Reflections #145 - By Patsy West
The amount of beads worn by Seminole women was a phenomenon to all who saw them. Imagine the amount of stamina it took to conduct daily tasks, which were a lot more vigorous than sitting in front of a TV, while wearing 12 pounds or so of beads!
Following the Third Seminole War, as trade again resumed in the small trading posts on the rivers such as the Caloosahatchee, the Miami and New River, beads were one of the first things that the Seminole women purchased, after groceries. Recently, I discussed Aklophi (O-ce-lo-pee) and the prized string of beads that she recalled buying as a young girl when she visited Miami with her family just after the war in the 1860’s. She wore them the rest of her long life.
The necklace beads were glass, and about the size of a pea. Light blue, dark blue, and red appear to have been the most favorite colors. The beads were made in Italy and the country once known as Czechoslovakia where they were shipped to bead distributors in the northeastern United States. New York City continues to have a “bead District” which some ladies from the Reservation visited last year!

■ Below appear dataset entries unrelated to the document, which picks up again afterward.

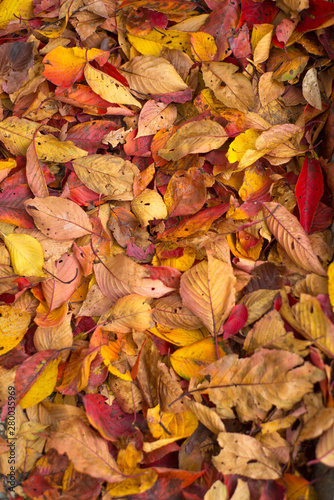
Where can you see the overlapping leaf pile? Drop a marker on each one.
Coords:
(166, 200)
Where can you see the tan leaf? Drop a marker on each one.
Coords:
(317, 327)
(120, 276)
(170, 312)
(311, 90)
(154, 116)
(290, 234)
(277, 135)
(108, 88)
(86, 449)
(131, 312)
(318, 424)
(253, 385)
(258, 303)
(245, 456)
(237, 92)
(58, 218)
(152, 75)
(269, 89)
(194, 137)
(207, 289)
(325, 448)
(108, 175)
(269, 332)
(149, 205)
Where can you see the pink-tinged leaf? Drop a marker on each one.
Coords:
(221, 24)
(110, 421)
(309, 190)
(67, 272)
(34, 172)
(253, 12)
(89, 135)
(236, 320)
(322, 218)
(32, 368)
(316, 15)
(76, 191)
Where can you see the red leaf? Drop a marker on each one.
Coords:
(309, 190)
(236, 320)
(316, 15)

Beads were an important part of a Seminole woman’s daily routine. Upon waking, a woman would take the graduated bunches of beads from the basket to which she had stored them the night before. Meticulously, she would gather them around her neck, tying each bunch together with a string. Soon, they would be mounded from shoulders to neck. Picking guavas, chasing after her hogs, cooking over the fire, soon it was evening. At night the process was reversed. With scissors, she would clip the strings holding the bunches, beginning at the neck and lay them neatly in the basket. After a day in the southern Florida humidity, her neck would be puckery like hands left too long in water.
Like Aklophi’s beads, a Seminole woman’s beads were bought any time (not one strand for every year of her life like some insipid poem written by a non-Indian woman years ago states!) that she had extra money, perhaps from the sale of her hogs or from her manufacture of sacks of coontie starch.

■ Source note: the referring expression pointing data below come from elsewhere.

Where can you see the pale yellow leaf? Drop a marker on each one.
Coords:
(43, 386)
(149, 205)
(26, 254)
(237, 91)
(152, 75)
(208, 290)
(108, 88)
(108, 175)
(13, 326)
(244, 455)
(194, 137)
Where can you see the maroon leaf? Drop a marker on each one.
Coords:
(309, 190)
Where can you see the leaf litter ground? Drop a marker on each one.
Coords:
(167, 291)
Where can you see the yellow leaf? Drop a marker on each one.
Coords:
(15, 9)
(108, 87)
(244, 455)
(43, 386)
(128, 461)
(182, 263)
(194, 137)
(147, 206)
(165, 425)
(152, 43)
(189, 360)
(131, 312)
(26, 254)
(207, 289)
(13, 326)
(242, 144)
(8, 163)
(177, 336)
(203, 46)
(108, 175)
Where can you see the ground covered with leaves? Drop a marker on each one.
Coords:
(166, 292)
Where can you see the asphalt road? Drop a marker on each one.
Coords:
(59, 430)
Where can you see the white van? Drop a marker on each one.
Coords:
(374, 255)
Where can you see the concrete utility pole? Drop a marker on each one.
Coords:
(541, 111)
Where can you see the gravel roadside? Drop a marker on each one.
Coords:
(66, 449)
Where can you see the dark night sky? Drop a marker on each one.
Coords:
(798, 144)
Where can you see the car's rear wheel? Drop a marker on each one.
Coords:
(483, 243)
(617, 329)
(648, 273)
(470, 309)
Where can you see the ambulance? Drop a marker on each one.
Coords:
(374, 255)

Seminole Women had their own income and were independent in their wealth long before non-Indian women were allowed to manage their own affairs. But beads were also an important courting gift. When a man courted a woman, or brought her engagement presents, he might bring silver combs, a mirror, and almost always, necklace beads.

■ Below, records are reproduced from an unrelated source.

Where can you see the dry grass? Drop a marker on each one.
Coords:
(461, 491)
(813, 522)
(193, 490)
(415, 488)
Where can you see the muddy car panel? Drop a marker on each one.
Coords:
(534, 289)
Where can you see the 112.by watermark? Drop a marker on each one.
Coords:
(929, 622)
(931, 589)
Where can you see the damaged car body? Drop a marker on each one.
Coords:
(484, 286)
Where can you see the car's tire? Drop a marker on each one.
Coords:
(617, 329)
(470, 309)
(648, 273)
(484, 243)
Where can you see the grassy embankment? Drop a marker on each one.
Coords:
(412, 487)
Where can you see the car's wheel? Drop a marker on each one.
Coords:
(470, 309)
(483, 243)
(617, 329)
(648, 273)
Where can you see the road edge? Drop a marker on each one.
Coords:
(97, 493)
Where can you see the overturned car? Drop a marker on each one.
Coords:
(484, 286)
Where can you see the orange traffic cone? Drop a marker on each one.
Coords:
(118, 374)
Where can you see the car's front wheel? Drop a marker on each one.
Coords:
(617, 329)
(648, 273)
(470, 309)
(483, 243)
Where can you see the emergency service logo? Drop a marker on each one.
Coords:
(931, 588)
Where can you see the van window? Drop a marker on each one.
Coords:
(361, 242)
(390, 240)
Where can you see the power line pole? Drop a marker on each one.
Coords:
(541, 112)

Beads were also a hazard. One account in the 1930s discussed a tragedy that occurred on Barron’s River. A canoe with two women in it capsized and both were drowned. A newspaper article attributed the deaths to not being able to swim and the weight from the beads that they wore, which dragged them down. By the 1950s, some women who had worn such heavy weights of beads all of their lives were diagnosed with severe neck and shoulder problems. However, they did not want to give up their beads. Some put up with the pain, for the sake of fashion.